Beberapa Anak Dengan Sindrom Terkait Covid Mengalami Gejala Neurologis

Beberapa Anak Dengan Sindrom Terkait Covid Mengalami Gejala Neurologis – Laporan tentang sindrom peradangan misterius terkait Covid yang menimpa beberapa anak dan remaja sebagian besar berfokus pada gejala fisik: ruam, sakit perut, mata merah, dan yang paling serius, masalah jantung seperti tekanan darah rendah, syok, dan kesulitan memompa.

Beberapa Anak Dengan Sindrom Terkait Covid Mengalami Gejala NeurologisBeberapa Anak Dengan Sindrom Terkait Covid Mengalami Gejala Neurologis

child-neuro-jp.org – Sekarang, sebuah laporan baru menunjukkan bahwa sejumlah besar orang muda dengan sindrom tersebut juga mengalami gejala neurologis, termasuk halusinasi, kebingungan, gangguan bicara dan masalah dengan keseimbangan dan koordinasi.

Penelitian terhadap 46 anak yang dirawat di salah satu rumah sakit di London menemukan bahwa lebih dari setengah — 24 — mengalami gejala neurologis seperti itu, yang belum pernah mereka alami sebelumnya.

Dilansir dari laman kompas.com Pasien-pasien itu sekitar dua kali lebih mungkin daripada mereka yang tidak memiliki gejala neurologis untuk membutuhkan ventilator karena mereka “sangat tidak sehat dengan syok sistemik sebagai bagian dari keadaan hiperinflamasi mereka,” kata seorang penulis penelitian, Dr. Omar Abdel-Mannan, seorang rekan peneliti klinis di Institut Neurologi Universitas College London. Pasien dengan gejala neurologis juga sekitar dua kali lebih mungkin memerlukan obat untuk meningkatkan kemampuan jantung untuk menekan, katanya.

Baca Juga : Komunitas Kesehatan Anatomi Sistem Saraf Anak 

Kondisi yang disebut Multisystem Inflammatory Syndrome in Children (MIS-C), biasanya muncul dua hingga enam minggu setelah infeksi Covid, seringkali yang hanya menghasilkan gejala ringan atau tidak sama sekali. Sindrom ini jarang terjadi, tetapi bisa sangat serius. Data terbaru dari Pusat Pengendalian dan Pencegahan Penyakit melaporkan 3.165 kasus di 48 negara bagian, Puerto Riko dan Distrik Columbia, termasuk 36 kematian.
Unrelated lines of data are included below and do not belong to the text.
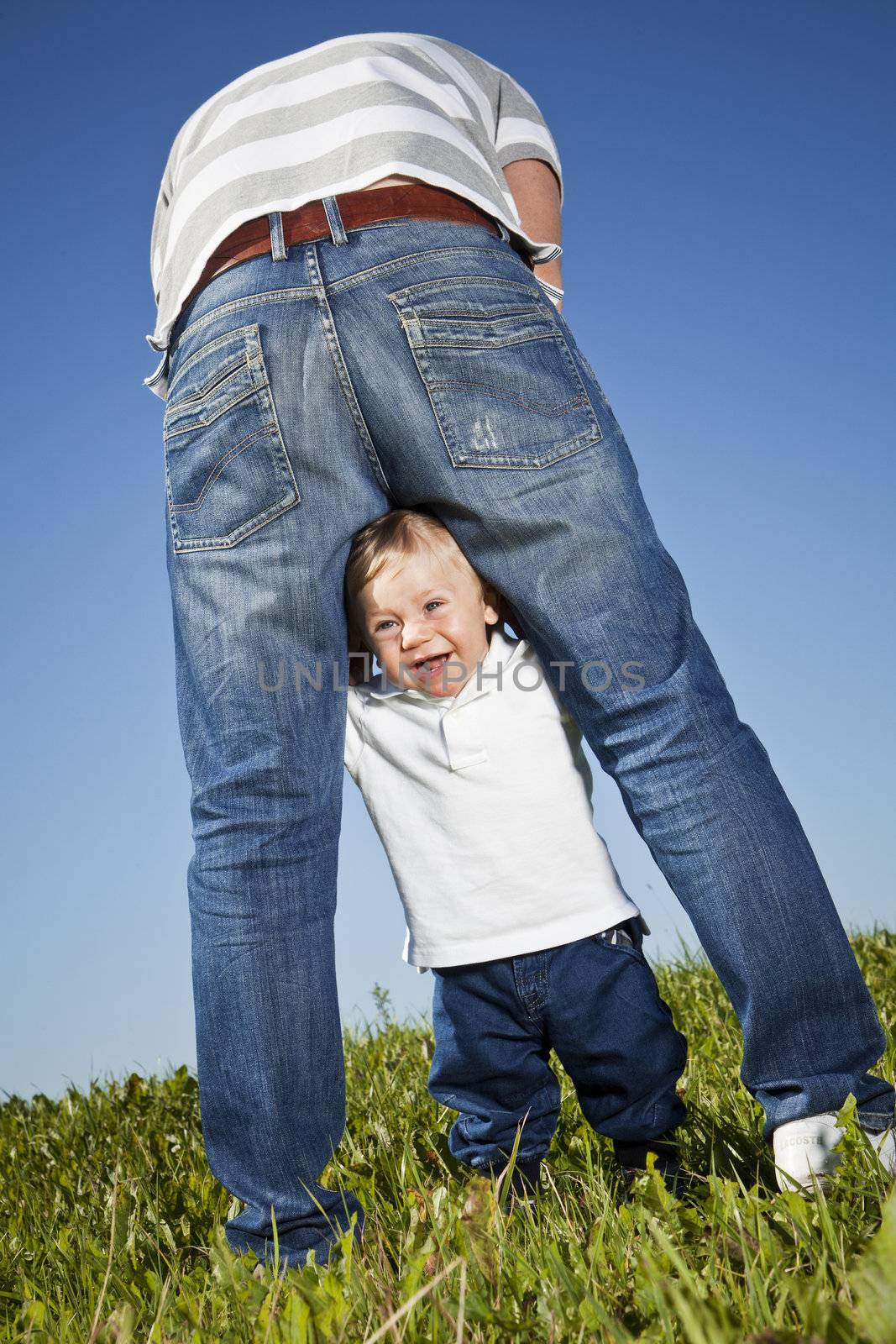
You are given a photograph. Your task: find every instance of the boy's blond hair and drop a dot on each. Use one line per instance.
(402, 531)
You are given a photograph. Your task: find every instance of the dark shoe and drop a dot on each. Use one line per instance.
(633, 1160)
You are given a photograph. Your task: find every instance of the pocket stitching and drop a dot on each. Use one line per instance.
(458, 456)
(268, 429)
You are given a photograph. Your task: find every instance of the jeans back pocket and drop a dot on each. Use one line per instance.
(226, 467)
(499, 373)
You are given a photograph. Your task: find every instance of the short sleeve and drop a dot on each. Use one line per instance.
(354, 737)
(521, 131)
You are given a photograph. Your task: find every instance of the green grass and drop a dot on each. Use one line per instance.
(110, 1222)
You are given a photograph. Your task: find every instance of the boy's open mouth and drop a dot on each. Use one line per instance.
(432, 664)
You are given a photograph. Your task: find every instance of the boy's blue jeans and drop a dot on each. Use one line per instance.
(597, 1005)
(418, 362)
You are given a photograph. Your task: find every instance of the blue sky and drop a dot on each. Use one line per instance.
(727, 218)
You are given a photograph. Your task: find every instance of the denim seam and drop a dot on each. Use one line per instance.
(331, 286)
(331, 339)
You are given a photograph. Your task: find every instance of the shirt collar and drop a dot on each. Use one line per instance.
(501, 649)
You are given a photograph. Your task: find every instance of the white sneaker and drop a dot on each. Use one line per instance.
(805, 1151)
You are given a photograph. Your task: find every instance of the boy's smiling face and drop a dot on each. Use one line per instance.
(423, 611)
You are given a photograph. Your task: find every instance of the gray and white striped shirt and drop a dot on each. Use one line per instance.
(333, 118)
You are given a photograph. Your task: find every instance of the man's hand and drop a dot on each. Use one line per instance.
(537, 192)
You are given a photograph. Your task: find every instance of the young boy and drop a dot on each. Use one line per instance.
(474, 779)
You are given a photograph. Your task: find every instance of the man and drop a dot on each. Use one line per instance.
(355, 257)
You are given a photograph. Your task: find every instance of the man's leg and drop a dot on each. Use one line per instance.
(268, 479)
(483, 407)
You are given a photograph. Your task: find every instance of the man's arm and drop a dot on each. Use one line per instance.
(537, 192)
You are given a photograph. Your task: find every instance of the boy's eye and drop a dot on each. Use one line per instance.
(383, 624)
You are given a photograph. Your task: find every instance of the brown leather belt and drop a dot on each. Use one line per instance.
(360, 207)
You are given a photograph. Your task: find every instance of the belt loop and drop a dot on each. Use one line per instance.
(277, 245)
(335, 221)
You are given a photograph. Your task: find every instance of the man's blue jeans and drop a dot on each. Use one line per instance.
(418, 362)
(597, 1005)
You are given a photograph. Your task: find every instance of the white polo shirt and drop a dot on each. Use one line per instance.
(483, 801)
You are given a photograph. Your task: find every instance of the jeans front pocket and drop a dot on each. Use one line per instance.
(504, 387)
(226, 467)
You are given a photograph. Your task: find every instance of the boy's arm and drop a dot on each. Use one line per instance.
(355, 706)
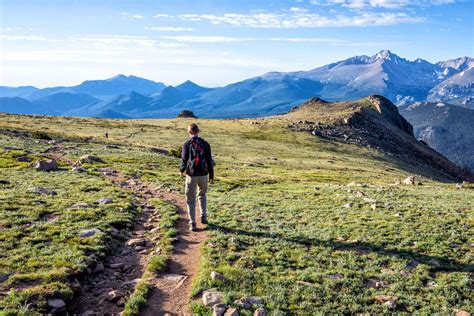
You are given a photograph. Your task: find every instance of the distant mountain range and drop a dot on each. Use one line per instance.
(385, 73)
(447, 128)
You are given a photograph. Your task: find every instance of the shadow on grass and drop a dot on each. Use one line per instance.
(445, 264)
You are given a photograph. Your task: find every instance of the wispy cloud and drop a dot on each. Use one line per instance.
(230, 39)
(169, 29)
(128, 15)
(302, 19)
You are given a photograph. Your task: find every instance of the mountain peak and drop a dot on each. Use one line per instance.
(386, 54)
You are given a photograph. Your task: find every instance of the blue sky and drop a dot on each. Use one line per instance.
(58, 42)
Temuan baru ini memperkuat teori bahwa sindrom tersebut terkait dengan lonjakan peradangan yang dipicu oleh respons imun terhadap virus, kata Dr. Abdel-Mannan. Untuk anak-anak dalam laporan, gejala neurologis sebagian besar teratasi saat gejala fisik diobati.

Dokter di Amerika Serikat juga baru-baru ini melaporkan gejala neurologis pada anak-anak dengan MIS-C. Dalam sebuah penelitian yang diterbitkan bulan lalu di JAMA Neurology, 126 dari 616 orang muda dengan sindrom yang dirawat di 61 rumah sakit AS tahun lalu memiliki masalah neurologis, termasuk 20 dengan apa yang para peneliti gambarkan sebagai masalah “mengancam jiwa” seperti stroke atau “ensefalopati parah. ”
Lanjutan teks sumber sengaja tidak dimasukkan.